4. Identify weak-points
You probably have examined the required work, and estimated where pressure points and bottlenecks are expected. We tend however to do this only on the operational level, so remember to examine the management level as well - will the ability to identify faults be affected? Or the ability to diagnose the situation correctly? What about the decision-making mechanism - is it helping the process?
Identifying the vulnerabilities in managing the process in advance will allow you to define the right management tools to deal with those weaknesses. Maybe you need a special control team? Night meetings for debriefing today’s activities? Defining special decision rights for specific employees (e.g. dedicated budget).
Remember to examine not only how we work, but also how we manage and improve during the process.
5. Change how work is divided
On regular days, we correct standards and role definitions, in order to ensure specialization and efficiency along with keeping the interest and development of employees. During times of stress, it is important to create flexibility that allows dynamic allocation of tasks to prevent bottlenecks.

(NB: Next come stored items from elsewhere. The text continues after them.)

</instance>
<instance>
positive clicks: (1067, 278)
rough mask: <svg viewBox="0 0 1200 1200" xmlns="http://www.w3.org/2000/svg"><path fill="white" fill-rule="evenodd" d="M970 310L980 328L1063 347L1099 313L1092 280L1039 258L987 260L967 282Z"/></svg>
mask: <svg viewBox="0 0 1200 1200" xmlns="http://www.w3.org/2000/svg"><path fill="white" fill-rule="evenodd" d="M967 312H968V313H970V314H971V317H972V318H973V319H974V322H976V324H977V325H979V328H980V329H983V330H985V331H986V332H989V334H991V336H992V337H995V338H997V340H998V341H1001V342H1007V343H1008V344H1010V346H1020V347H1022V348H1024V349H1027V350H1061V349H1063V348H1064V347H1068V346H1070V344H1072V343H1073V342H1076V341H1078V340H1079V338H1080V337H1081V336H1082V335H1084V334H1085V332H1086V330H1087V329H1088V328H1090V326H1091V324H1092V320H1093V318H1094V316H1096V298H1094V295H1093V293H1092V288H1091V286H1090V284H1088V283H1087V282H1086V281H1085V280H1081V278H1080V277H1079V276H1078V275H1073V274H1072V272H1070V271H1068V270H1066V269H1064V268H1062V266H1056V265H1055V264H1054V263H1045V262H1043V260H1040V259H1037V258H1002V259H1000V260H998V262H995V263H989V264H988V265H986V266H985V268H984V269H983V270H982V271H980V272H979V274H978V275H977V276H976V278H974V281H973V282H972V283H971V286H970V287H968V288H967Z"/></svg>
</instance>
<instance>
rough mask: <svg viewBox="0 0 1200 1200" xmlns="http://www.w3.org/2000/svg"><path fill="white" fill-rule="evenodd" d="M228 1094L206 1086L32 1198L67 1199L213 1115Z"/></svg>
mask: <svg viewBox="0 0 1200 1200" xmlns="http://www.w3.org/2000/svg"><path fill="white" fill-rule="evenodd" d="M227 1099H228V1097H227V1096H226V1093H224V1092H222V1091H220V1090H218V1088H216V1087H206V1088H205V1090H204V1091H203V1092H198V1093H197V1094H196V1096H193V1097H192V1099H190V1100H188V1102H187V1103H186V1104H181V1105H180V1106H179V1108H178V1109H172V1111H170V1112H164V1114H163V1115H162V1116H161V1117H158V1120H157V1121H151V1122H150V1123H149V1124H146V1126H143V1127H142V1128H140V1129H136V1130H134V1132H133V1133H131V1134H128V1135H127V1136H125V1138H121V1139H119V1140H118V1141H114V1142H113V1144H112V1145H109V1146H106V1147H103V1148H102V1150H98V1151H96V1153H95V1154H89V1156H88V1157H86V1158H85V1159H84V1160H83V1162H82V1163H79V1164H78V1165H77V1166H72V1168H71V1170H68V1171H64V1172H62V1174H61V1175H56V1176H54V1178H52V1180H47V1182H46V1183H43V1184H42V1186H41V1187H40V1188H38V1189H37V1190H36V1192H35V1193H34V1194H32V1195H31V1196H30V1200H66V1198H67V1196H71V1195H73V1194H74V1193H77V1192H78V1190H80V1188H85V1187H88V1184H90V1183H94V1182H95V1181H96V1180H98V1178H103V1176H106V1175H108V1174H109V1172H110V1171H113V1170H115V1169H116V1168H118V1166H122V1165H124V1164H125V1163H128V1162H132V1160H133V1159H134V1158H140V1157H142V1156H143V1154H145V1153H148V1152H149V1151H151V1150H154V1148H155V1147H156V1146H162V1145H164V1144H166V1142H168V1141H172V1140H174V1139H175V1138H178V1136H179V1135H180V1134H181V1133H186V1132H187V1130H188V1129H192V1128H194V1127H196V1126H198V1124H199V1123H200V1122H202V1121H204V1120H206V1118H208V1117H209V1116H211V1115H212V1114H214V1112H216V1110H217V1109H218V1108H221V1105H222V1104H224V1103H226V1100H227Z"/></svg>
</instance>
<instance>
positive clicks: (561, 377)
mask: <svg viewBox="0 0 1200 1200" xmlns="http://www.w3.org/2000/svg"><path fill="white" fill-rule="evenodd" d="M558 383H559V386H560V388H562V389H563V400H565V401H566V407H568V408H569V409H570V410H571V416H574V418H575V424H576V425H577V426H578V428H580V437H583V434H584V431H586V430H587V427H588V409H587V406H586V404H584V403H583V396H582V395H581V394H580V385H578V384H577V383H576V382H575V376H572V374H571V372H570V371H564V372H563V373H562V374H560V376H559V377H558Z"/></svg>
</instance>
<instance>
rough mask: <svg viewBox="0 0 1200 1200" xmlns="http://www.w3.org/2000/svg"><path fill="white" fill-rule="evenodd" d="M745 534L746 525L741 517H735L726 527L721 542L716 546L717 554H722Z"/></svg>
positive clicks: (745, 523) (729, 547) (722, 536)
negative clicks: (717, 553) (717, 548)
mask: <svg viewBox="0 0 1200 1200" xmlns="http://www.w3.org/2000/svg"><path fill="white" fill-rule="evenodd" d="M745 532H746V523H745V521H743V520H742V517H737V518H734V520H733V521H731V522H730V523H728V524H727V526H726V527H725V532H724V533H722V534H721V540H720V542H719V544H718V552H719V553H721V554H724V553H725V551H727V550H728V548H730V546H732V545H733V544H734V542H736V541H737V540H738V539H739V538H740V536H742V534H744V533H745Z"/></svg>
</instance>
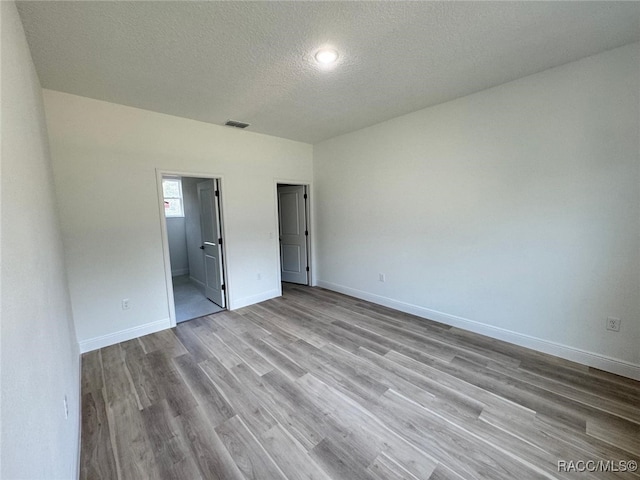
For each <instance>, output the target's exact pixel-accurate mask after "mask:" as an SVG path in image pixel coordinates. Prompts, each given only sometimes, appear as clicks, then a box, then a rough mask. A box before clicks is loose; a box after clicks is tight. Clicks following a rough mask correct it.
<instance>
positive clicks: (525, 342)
mask: <svg viewBox="0 0 640 480" xmlns="http://www.w3.org/2000/svg"><path fill="white" fill-rule="evenodd" d="M318 286H319V287H322V288H326V289H327V290H333V291H336V292H340V293H344V294H345V295H350V296H352V297H356V298H360V299H362V300H367V301H369V302H372V303H376V304H378V305H384V306H385V307H389V308H393V309H395V310H399V311H401V312H405V313H410V314H412V315H417V316H418V317H422V318H426V319H429V320H435V321H437V322H441V323H444V324H446V325H451V326H453V327H458V328H462V329H464V330H468V331H471V332H475V333H479V334H481V335H486V336H488V337H491V338H495V339H497V340H503V341H505V342H509V343H513V344H515V345H519V346H521V347H526V348H531V349H533V350H537V351H539V352H542V353H548V354H550V355H554V356H556V357H560V358H564V359H566V360H571V361H573V362H577V363H581V364H583V365H587V366H589V367H594V368H598V369H600V370H604V371H607V372H611V373H615V374H616V375H622V376H623V377H628V378H632V379H634V380H640V365H637V364H634V363H631V362H627V361H625V360H620V359H617V358H613V357H608V356H606V355H601V354H599V353H594V352H589V351H586V350H581V349H579V348H575V347H570V346H568V345H562V344H560V343H556V342H551V341H549V340H543V339H541V338H537V337H532V336H530V335H525V334H522V333H518V332H514V331H512V330H507V329H504V328H500V327H494V326H493V325H487V324H485V323H481V322H477V321H475V320H469V319H467V318H462V317H458V316H455V315H450V314H448V313H443V312H439V311H437V310H431V309H429V308H425V307H420V306H418V305H413V304H411V303H406V302H401V301H398V300H394V299H392V298H388V297H383V296H381V295H376V294H373V293H369V292H365V291H362V290H357V289H355V288H350V287H346V286H344V285H339V284H336V283H331V282H325V281H323V280H320V281H319V282H318Z"/></svg>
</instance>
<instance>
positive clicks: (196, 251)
mask: <svg viewBox="0 0 640 480" xmlns="http://www.w3.org/2000/svg"><path fill="white" fill-rule="evenodd" d="M161 181H162V196H163V199H162V201H163V209H164V217H165V218H164V220H165V225H166V242H165V248H166V249H167V250H168V257H169V264H170V274H171V279H170V282H168V289H170V290H171V293H172V295H171V294H170V295H169V299H170V302H171V303H172V305H171V306H173V311H172V312H171V314H172V317H173V318H172V319H175V323H180V322H184V321H187V320H192V319H194V318H198V317H202V316H205V315H211V314H213V313H217V312H220V311H222V310H225V308H226V305H227V299H226V286H225V274H224V249H223V248H222V244H223V235H222V231H223V229H222V211H221V202H220V198H221V197H220V195H221V194H220V182H219V180H218V179H216V178H204V177H188V176H182V175H169V174H163V175H162V178H161ZM165 253H167V252H165ZM166 256H167V255H166V254H165V257H166ZM170 310H172V309H171V308H170Z"/></svg>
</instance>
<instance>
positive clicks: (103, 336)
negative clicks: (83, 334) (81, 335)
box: [80, 318, 171, 353]
mask: <svg viewBox="0 0 640 480" xmlns="http://www.w3.org/2000/svg"><path fill="white" fill-rule="evenodd" d="M167 328H171V319H169V318H163V319H162V320H156V321H155V322H150V323H145V324H144V325H137V326H135V327H131V328H127V329H125V330H120V331H119V332H113V333H108V334H106V335H102V336H101V337H94V338H90V339H88V340H83V341H81V342H80V353H86V352H91V351H93V350H98V349H99V348H103V347H108V346H109V345H115V344H116V343H120V342H126V341H127V340H131V339H132V338H138V337H142V336H143V335H149V334H150V333H155V332H159V331H160V330H165V329H167Z"/></svg>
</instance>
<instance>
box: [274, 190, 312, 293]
mask: <svg viewBox="0 0 640 480" xmlns="http://www.w3.org/2000/svg"><path fill="white" fill-rule="evenodd" d="M306 189H307V187H306V186H304V185H278V216H279V218H278V220H279V225H280V274H281V278H282V281H283V282H291V283H300V284H303V285H308V284H309V279H308V260H307V237H308V231H307V207H306Z"/></svg>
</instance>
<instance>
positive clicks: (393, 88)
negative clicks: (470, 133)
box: [18, 1, 640, 143]
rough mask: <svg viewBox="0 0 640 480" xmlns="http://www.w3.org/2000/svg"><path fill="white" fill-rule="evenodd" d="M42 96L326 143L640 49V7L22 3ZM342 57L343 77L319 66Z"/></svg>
mask: <svg viewBox="0 0 640 480" xmlns="http://www.w3.org/2000/svg"><path fill="white" fill-rule="evenodd" d="M18 8H19V11H20V15H21V17H22V20H23V23H24V26H25V30H26V33H27V38H28V41H29V45H30V47H31V51H32V54H33V58H34V61H35V64H36V68H37V70H38V74H39V76H40V80H41V83H42V86H43V87H45V88H50V89H53V90H60V91H63V92H69V93H73V94H77V95H82V96H86V97H91V98H96V99H100V100H106V101H110V102H115V103H120V104H124V105H130V106H134V107H139V108H144V109H148V110H153V111H157V112H163V113H168V114H172V115H178V116H181V117H187V118H192V119H196V120H202V121H205V122H210V123H215V124H223V123H224V122H225V121H226V120H228V119H234V120H240V121H243V122H248V123H251V126H250V127H249V128H248V130H250V131H254V132H260V133H265V134H269V135H275V136H278V137H284V138H290V139H294V140H299V141H304V142H309V143H316V142H318V141H321V140H324V139H327V138H330V137H333V136H336V135H340V134H343V133H347V132H350V131H353V130H357V129H359V128H363V127H366V126H369V125H372V124H374V123H378V122H380V121H384V120H387V119H390V118H393V117H396V116H398V115H402V114H405V113H408V112H412V111H415V110H419V109H421V108H424V107H427V106H430V105H434V104H437V103H441V102H443V101H447V100H450V99H453V98H456V97H460V96H463V95H467V94H469V93H473V92H476V91H479V90H482V89H485V88H488V87H491V86H495V85H499V84H501V83H504V82H507V81H510V80H514V79H516V78H520V77H523V76H525V75H529V74H532V73H535V72H539V71H541V70H544V69H547V68H550V67H554V66H557V65H561V64H563V63H566V62H570V61H573V60H576V59H579V58H581V57H585V56H588V55H592V54H594V53H598V52H601V51H604V50H607V49H611V48H614V47H618V46H621V45H624V44H627V43H630V42H634V41H638V40H639V39H640V3H636V2H495V3H494V2H388V1H378V2H148V1H147V2H145V1H138V2H122V1H121V2H113V1H109V2H59V1H45V2H33V1H27V2H19V3H18ZM323 45H330V46H332V47H334V48H335V49H337V50H338V51H339V52H340V59H339V64H338V65H336V66H335V68H333V69H332V70H329V71H322V70H319V69H318V68H317V67H316V66H315V64H314V62H313V61H312V56H313V53H315V51H316V50H317V49H318V48H319V47H320V46H323Z"/></svg>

Check who can assist, and with what, even if organizational conventions need to be broken. This is the time for creativity, lack of formality, and putting status and ego aside.
It is especially important to ensure that the pressure trickles down the pyramid - in situations of uncertainty, it is common to find the senior managers busy with urgent meetings while the junior employees are idle and waiting for decisions. Make sure to flip this state - push down clear guidelines and tasks to employees and release the managers. The managers are the most versatile people in the organization and those that are most effective in the field, it is important that they have the time to locate points of failure and roll up their sleeves to help where necessary.
6. Lower service-level
A well-known saying states that the most important management skill is knowing what NOT to do. It is the most difficult advice to implement because you have to consciously harm something. Trying to act normally during a stressful period increases stress, undermines the focus on what matters most, and causes the organization to make mistakes due to over-stressed workforce.
When air traffic controllers detect "overload" (too many planes in a too span of time) they delay flights and do not allow irregularities to control the load. On major road incidents, policemen block surrounding traffic to allow an effective response, and hospitals send home a small number of lightly wounded patients when there is a multi-casualty incident.
It takes courage to decide to lower the service-level of services your organization provides. But the sooner you do that, in a controlled manner, you will be able to minimize the damage of uncontrolled collapse. This will allow you to direct time and energy to handle more important matters. In this case, "positive thinking" and the mentality of "it will be alright" will bring you down. It's great to aim to be 10, but remember that it's better to go down to 8 by choice, than to drop all the way down to 4. Save your resources for the possibility that things will get even more complicated….
It is similar to how our body works - when our brain detects a stressful situation (like a tiger on a close hill looking at you...) it stops some of the body systems to ensure that those that are important now will function in full capacity. It’s time to run, not to be hungry.
The actions defined here refer to management at the time of an event. I hope you read this at a less stressful time, so you can prepare - For each of the sections, you can make action plans in advance, set checklists of activities and maybe even conduct drills in which your team could practice, so that everyone in the organization will be calm and in control when the real pressure arrives.